Posted: Mon Mar 19, 2018 6:59 am
by eCat
the one thing I'm struck with most here is, if you have a morally questionable fortune and one that could possible get you into legal trouble, take a play from the mexican drug cartels and bury $50m in a field somewhere that you can buy lawyers and live off of if all your stuff is taken away by the government.

Re: Florida State Seminoles

Posted: Mon Mar 19, 2018 8:20 am
by aTm
It was really annoying to me how everyone interviewed was perfectly willing to send him to jail because of the loans as justification, but the loans arent illegal, werent why he went to jail, and other companies are still doing the same thing (includibg the same indians he was working with before).

Re: Florida State Seminoles

Posted: Mon Mar 19, 2018 8:22 am
by aTm
The juxtaposition between what happened to him vs what happened to HSBC is kinda scary.

Re: Florida State Seminoles

Posted: Mon Mar 19, 2018 9:13 am
by eCat
I was going to read up on him this morning and find out what the media was saying about this

Re: Florida State Seminoles

Posted: Mon Mar 19, 2018 11:32 am
by Saint
There was a great story about him on longform.com website a few months ago

Re: Florida State Seminoles

Posted: Mon Mar 19, 2018 12:11 pm
by eCat
aTm wrote:It was really annoying to me how everyone interviewed was perfectly willing to send him to jail because of the loans as justification, but the loans arent illegal, werent why he went to jail, and other companies are still doing the same thing (includibg the same indians he was working with before).
similar to Martin Shkreli - he went to jail for embezzlement and the price of this drugs are still jacked 750% over what they were

while I'm a big supporter of limited government and market forces determining price, there has to be rules about drug pricing that keeps people alive or greatly enhances their quality of life.

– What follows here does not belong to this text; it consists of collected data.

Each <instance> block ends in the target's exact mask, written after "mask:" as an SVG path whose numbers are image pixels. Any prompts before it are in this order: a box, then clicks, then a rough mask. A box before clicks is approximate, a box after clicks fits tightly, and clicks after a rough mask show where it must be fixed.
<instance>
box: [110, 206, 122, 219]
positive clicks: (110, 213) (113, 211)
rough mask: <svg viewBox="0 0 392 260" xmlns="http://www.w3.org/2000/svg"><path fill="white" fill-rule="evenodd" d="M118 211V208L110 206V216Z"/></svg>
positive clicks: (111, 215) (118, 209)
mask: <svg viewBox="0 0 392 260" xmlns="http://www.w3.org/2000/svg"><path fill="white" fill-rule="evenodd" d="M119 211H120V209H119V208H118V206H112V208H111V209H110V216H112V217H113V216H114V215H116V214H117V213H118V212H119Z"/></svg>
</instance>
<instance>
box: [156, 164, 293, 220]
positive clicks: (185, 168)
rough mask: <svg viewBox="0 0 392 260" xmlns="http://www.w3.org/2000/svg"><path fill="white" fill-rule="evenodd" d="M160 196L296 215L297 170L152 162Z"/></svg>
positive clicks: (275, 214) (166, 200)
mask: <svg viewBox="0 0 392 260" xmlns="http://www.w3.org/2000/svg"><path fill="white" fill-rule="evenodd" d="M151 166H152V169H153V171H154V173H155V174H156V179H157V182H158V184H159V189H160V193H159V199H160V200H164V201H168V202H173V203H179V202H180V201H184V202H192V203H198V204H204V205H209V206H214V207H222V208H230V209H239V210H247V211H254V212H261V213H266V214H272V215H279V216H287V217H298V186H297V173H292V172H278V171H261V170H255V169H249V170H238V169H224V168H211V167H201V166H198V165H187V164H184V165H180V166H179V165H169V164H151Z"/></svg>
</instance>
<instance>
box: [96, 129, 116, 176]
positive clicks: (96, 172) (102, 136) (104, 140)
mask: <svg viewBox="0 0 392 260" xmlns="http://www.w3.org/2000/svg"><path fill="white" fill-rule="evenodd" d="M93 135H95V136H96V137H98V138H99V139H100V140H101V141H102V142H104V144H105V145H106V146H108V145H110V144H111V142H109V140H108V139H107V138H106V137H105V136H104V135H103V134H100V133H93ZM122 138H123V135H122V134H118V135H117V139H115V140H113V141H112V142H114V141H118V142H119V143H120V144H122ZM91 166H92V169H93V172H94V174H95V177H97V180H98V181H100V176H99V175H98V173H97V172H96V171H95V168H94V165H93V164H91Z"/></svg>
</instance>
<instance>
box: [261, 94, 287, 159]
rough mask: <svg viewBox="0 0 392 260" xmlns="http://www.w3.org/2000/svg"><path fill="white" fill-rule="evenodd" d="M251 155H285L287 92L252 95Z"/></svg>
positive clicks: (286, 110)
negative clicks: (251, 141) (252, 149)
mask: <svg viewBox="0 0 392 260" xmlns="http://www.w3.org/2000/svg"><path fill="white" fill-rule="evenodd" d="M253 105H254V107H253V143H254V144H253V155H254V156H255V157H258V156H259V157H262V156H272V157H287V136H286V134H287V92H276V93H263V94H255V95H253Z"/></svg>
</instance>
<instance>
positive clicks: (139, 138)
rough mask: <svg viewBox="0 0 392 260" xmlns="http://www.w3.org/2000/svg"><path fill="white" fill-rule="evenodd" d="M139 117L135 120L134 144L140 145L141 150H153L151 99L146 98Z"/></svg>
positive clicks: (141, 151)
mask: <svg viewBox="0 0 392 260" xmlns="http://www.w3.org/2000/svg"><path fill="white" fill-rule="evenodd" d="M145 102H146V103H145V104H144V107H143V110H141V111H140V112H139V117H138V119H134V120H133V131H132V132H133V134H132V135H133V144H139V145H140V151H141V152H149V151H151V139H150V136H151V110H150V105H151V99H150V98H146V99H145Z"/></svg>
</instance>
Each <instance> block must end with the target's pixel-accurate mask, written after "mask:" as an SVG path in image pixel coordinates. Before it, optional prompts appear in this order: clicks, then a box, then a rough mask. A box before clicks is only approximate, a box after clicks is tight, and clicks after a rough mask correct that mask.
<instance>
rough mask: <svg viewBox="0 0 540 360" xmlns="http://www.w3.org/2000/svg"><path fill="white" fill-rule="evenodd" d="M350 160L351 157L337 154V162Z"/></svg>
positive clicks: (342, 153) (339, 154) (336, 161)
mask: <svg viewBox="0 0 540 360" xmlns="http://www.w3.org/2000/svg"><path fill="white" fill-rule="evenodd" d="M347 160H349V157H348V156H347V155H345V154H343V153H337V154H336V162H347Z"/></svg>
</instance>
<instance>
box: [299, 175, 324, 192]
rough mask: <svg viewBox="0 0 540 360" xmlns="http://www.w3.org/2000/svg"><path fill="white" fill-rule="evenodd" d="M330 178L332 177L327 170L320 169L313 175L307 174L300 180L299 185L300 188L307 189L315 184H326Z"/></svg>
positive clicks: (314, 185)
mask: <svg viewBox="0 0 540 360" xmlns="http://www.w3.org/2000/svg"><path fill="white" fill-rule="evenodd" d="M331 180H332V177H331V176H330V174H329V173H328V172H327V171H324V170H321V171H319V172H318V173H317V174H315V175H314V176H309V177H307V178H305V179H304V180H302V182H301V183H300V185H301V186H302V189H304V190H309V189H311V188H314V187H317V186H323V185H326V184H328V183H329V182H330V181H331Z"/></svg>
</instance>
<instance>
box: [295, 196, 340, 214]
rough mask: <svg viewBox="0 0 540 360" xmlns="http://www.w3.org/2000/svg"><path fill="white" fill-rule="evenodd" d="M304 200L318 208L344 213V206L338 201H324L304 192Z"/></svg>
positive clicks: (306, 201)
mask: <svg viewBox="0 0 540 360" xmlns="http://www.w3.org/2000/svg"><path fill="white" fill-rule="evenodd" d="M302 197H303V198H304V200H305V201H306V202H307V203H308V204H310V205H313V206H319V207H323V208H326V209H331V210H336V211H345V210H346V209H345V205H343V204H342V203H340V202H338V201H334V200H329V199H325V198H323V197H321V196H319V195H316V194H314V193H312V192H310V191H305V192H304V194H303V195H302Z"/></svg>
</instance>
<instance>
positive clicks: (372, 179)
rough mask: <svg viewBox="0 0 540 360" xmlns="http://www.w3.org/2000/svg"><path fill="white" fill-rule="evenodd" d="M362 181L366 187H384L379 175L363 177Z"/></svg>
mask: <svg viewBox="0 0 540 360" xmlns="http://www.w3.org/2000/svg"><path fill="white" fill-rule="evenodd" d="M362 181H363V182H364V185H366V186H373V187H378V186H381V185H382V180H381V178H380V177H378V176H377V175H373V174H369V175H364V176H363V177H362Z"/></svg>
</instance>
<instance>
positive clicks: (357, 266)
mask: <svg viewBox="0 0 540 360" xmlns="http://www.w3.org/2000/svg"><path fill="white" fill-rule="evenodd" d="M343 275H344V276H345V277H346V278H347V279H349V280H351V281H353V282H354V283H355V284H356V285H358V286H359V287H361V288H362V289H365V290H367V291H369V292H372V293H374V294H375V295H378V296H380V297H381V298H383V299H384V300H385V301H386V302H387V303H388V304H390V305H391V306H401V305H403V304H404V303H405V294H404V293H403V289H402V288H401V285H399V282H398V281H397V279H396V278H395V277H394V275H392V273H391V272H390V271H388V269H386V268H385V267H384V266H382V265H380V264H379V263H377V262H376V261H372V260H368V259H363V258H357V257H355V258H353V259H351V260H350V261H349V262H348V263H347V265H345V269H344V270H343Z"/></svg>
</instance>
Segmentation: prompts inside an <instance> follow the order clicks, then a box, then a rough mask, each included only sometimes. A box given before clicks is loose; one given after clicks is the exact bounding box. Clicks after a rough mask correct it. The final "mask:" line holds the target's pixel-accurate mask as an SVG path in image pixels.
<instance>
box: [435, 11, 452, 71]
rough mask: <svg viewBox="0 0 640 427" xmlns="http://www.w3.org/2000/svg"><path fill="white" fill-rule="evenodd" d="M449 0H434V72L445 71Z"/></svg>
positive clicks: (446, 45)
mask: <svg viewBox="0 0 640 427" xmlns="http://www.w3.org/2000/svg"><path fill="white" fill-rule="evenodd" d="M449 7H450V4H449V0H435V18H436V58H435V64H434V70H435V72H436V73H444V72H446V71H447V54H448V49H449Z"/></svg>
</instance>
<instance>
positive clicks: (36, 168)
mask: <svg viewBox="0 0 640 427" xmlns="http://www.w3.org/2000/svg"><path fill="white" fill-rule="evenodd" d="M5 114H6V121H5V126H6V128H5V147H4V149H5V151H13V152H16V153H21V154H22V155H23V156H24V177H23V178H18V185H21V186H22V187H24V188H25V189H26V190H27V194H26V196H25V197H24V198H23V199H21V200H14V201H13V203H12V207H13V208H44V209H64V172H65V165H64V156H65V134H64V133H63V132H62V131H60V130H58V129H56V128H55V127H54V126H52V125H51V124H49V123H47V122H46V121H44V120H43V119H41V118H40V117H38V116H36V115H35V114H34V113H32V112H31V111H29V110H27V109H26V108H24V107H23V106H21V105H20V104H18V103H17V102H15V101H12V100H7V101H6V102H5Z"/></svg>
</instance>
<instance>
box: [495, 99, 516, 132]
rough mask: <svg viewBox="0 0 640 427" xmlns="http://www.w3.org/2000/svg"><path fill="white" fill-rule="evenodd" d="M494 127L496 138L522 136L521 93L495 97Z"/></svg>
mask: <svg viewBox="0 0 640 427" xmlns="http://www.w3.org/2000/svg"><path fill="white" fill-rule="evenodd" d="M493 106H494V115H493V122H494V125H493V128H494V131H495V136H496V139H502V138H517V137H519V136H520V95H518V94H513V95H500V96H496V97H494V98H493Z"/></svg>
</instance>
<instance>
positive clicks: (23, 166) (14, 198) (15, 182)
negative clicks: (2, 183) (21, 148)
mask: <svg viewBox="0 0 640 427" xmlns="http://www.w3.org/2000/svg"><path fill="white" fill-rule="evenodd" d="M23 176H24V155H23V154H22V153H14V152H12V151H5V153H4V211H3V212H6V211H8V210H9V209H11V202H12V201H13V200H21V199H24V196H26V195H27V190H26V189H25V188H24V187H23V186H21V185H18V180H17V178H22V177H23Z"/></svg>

Re: Florida State Seminoles

Posted: Mon Mar 19, 2018 12:57 pm
by hedge
Why?

Re: Florida State Seminoles

Posted: Mon Mar 19, 2018 12:58 pm
by eCat
are you asking why should the government get involved in putting a price ceiling on life saving drugs?

Re: Florida State Seminoles

Posted: Mon Mar 19, 2018 1:10 pm
by AlabamAlum
In the early 1990's, Hillary Clinton made something like that for vaccines in that she had price controls set. Companies just stopped making them because the potential for medmal/allergic reaction lawsuits chipped away at the ROI to a point where it just wasn't worth it. We started paying for vaccines made overseas to meet demand - often at more than what the prices were before HRC got involved.

Do some Big Pharma take advantage? No doubt, but the fact remains we still have to provide them sufficient compensation to keep the drug inventions coming. A lot of money is spent on R&D, ongoing testing, lawsuit defense, and provider/patient education. Reduce the margins enough and it stymies production and innovation.

Re: Florida State Seminoles

Posted: Mon Mar 19, 2018 1:47 pm
by eCat
we're talking about established drugs that had prices low prices for decades and now cost a small fortune like Syprine.

Also, these guys were actually dropping the investment in R&D because buying up existing off patent drugs and then jacking the prices was more profitable

There is no justification for that kind of behavior.

I get the whole you have to let us make up for our R&D. $100K for cancer drugs is not part of that equation.

If a pharmaceutical company wants to stop R&D because margins are tight, then they are slashing their wrists because the other side of the coin is not letting them extend patent copyrights to avoid the creation of generics, allowing importation of drugs from foreign markets and utilizing group buying to reduce prices - all of which are currently protected by the government.